Why is current limiting required?
1. When developing a highly concurrent system, we may encounter too frequent interface access. In order to ensure the high availability and stability of the system, we need to limit the traffic.
2. Some operator models take a long time to calculate and consume resources. If the traffic is too high, it can't be handled.
3. You can use Nginx to control the request, or you can use some popular class libraries to implement it. Current limiting is a big killer in high concurrency systems.
4. Now the general gateway will also limit the current.
What is current limiting?
Flow limiting is to protect services by limiting concurrent access requests or limiting requests within a time window. Once the limit rate is reached, measures need to be taken.
- Direct denial of service: direct to the error page or tell that the resource is gone
- Wait: it can be put into the queue or other operations
- Degradation processing: return the bottom data or default data
Generally speaking, various measures can be represented by the returned status code, and the requester can customize the operation according to the returned status code
For example:
- Direct reject: 5001 (the requester can retry)

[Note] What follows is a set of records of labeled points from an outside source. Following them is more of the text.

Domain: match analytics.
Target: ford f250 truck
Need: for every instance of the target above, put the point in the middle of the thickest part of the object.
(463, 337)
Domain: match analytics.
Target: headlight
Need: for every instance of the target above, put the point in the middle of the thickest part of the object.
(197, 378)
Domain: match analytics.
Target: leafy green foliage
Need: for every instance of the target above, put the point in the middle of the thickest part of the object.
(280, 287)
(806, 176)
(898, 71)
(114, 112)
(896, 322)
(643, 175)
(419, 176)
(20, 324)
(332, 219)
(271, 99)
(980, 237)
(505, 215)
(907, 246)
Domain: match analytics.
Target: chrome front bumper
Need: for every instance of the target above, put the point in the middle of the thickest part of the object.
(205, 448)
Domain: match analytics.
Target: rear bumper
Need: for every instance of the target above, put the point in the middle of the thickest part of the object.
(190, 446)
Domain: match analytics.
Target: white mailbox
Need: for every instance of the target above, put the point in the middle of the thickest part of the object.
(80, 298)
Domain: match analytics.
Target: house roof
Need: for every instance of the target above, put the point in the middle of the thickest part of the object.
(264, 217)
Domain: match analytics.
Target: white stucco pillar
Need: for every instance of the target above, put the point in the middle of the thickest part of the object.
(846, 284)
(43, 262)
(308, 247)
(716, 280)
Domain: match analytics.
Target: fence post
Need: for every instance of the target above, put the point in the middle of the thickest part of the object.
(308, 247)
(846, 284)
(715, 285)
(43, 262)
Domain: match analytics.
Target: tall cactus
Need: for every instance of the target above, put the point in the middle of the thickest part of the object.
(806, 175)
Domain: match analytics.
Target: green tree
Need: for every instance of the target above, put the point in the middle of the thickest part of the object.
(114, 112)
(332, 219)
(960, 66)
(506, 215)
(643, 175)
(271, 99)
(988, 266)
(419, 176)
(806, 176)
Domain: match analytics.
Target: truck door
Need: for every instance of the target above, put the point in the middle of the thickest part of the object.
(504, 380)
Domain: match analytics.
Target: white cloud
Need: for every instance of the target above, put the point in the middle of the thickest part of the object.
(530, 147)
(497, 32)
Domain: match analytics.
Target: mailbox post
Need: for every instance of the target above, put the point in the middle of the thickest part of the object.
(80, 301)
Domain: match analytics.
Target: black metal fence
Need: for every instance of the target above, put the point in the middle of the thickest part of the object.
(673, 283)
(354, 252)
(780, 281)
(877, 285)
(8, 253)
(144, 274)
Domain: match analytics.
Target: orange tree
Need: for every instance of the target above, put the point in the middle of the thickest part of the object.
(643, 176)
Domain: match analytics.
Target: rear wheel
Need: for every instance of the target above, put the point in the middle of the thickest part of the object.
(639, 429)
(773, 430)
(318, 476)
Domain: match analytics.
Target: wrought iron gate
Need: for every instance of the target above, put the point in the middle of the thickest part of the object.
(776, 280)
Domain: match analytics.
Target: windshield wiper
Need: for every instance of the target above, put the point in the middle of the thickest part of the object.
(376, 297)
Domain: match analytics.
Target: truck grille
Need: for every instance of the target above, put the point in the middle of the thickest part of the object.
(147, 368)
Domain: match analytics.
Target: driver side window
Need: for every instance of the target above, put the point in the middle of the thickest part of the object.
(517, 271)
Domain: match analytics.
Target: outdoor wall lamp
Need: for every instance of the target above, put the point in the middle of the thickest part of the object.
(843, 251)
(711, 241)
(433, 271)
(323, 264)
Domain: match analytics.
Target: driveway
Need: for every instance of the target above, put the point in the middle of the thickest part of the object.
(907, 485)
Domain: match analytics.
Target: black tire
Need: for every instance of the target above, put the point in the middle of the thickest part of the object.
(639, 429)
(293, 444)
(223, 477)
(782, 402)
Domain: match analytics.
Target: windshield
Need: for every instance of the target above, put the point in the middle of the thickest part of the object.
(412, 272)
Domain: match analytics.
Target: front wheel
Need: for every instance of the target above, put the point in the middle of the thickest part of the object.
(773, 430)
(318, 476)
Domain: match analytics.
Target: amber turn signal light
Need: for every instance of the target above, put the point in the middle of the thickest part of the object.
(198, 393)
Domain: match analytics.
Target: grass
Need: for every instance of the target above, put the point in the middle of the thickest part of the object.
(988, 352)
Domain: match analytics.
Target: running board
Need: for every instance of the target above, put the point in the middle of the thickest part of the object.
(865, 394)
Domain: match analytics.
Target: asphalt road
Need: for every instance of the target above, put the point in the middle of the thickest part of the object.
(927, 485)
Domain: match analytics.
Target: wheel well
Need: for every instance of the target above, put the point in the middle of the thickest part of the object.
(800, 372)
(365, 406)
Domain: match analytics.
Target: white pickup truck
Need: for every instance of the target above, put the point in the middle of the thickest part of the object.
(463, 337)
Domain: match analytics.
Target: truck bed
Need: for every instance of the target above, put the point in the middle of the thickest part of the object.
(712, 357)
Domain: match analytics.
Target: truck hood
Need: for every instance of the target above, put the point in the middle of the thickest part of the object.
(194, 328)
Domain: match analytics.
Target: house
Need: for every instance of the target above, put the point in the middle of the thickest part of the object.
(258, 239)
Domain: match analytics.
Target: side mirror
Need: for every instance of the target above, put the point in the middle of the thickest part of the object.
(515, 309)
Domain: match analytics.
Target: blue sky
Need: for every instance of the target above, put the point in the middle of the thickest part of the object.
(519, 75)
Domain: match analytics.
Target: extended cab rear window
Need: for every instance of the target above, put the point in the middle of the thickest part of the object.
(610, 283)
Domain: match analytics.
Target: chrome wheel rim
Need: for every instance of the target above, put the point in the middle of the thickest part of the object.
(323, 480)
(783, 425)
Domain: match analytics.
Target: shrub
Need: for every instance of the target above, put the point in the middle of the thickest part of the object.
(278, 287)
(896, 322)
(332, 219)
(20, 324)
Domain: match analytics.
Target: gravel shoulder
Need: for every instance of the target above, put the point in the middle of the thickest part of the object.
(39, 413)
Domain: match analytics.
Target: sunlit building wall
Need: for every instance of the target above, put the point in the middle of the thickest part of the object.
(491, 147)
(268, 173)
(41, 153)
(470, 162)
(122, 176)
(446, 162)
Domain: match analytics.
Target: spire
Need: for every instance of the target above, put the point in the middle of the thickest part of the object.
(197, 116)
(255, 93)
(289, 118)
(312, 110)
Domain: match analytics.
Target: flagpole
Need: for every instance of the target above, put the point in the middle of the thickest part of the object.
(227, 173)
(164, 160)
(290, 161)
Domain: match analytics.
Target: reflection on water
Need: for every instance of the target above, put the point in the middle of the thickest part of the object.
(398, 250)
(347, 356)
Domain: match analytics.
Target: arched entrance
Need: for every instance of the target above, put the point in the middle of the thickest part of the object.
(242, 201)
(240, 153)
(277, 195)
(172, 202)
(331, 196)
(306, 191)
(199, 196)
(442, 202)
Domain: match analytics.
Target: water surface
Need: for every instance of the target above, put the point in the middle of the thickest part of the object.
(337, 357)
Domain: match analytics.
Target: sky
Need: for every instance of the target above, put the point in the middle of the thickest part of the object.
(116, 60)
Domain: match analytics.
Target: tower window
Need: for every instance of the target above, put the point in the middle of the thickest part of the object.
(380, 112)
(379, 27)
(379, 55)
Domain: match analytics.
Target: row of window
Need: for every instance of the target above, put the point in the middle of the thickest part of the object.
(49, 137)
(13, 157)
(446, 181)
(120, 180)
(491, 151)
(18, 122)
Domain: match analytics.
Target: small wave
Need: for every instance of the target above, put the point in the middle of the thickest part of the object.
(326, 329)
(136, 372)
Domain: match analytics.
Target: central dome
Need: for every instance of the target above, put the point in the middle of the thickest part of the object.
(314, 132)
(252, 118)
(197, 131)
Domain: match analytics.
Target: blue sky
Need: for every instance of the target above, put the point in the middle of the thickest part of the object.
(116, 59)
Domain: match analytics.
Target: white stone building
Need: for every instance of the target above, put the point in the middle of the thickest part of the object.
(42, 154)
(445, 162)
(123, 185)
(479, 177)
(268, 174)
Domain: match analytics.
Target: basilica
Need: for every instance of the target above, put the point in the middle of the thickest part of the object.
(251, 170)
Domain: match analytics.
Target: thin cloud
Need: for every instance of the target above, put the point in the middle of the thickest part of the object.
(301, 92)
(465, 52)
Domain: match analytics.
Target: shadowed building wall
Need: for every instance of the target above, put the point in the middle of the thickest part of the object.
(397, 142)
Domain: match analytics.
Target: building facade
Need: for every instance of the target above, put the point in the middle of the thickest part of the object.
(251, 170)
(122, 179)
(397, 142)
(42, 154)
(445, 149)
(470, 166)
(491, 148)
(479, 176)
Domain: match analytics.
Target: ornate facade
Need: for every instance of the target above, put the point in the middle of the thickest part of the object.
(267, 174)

- Wait: 5002 (the requester can wait for the server to return information without any operation)
- Demotion processing: 5003 (the server gives the returned data, and the specific processing measures can be discussed by both parties)
The main purpose of current limiting is to ensure that their services are not hung up. Secondly, it can also be measured as the service availability. For example, you can discuss with the business that the qps is 10, that is, 10 requests in one second, to ensure that these 10 requests can be processed normally, or allow some errors, and the availability is 100% or 99.999%.
Common algorithms for current limiting?
- Counter algorithm
- Sliding window algorithm
- Leaky bucket algorithm
- Token Bucket
1. Counter algorithm
The so-called counter algorithm is to count requests within a certain time interval. When the number of requests reaches the threshold, judge whether current restriction is required. When the critical point of time is reached, clear the counter and update the time
- Set a variable count. When a request comes, count + +, and record the request time at the same time
- When the next request comes, judge whether the value of count exceeds the set threshold. If it does not exceed the threshold, do not limit the current. If it exceeds the threshold, judge whether the difference between the time of the current request and the time of the first request is within the counting cycle
- If the time difference between the two is within the counting cycle, current limiting is required and the request is rejected
- If the time difference between the two is greater than or equal to the count cycle, you need to update the time and clear the value of count
The code is implemented as follows
package main import ( "log" "sync" "time" ) type Counter struct { rate int //The maximum number of requests allowed in the count cycle begin time.Time //Count start time cycle time.Duration //Counting cycle count int //Total requests in count cycle lock sync.Mutex } // Judge whether the current is limited func (l *Counter) Allow() bool { l.lock.Lock() defer l.lock.Unlock() if l.count == l.rate-1 { now := time.Now() if now.Sub(l.begin) >= l.cycle { //Reset the counter within the allowable speed range l.Reset(now) return true } else { return false } } else { //Rate limit not reached, count plus 1 l.count++ return true } } // initialization func (l *Counter) Set(r int, cycle time.Duration) { l.rate = r l.begin = time.Now() l.cycle = cycle l.count = 0 } //Update time and empty count func (l *Counter) Reset(t time.Time) { l.begin = t l.count = 0 } func main() { var wg sync.WaitGroup var lr Counter lr.Set(3, time.Second) // Up to 3 requests in 1s for i := 0; i < 10; i++ { wg.Add(1) log.Println("Create request:", i) go func(i int) { if lr.Allow() { log.Println("Response request:", i) } wg.Done() }(i) time.Sleep(200 * time.Millisecond) } wg.Wait() }
The response results are as follows
2021/02/01 21:16:12 Create request: 0 2021/02/01 21:16:12 Response request: 0 2021/02/01 21:16:12 Create request: 1 2021/02/01 21:16:12 Response request: 1 2021/02/01 21:16:12 Create request: 2 2021/02/01 21:16:13 Create request: 3 2021/02/01 21:16:13 Create request: 4 2021/02/01 21:16:13 Create request: 5 2021/02/01 21:16:13 Response request: 5 2021/02/01 21:16:13 Create request: 6 2021/02/01 21:16:13 Response request: 6 2021/02/01 21:16:13 Create request: 7 2021/02/01 21:16:13 Response request: 7 2021/02/01 21:16:14 Create request: 8 2021/02/01 21:16:14 Create request: 9
It can be seen from the response results that the requests of 2, 3, 4, 8 and 9 are discarded, that is, the flow is limited
But there is a problem with the counter algorithm?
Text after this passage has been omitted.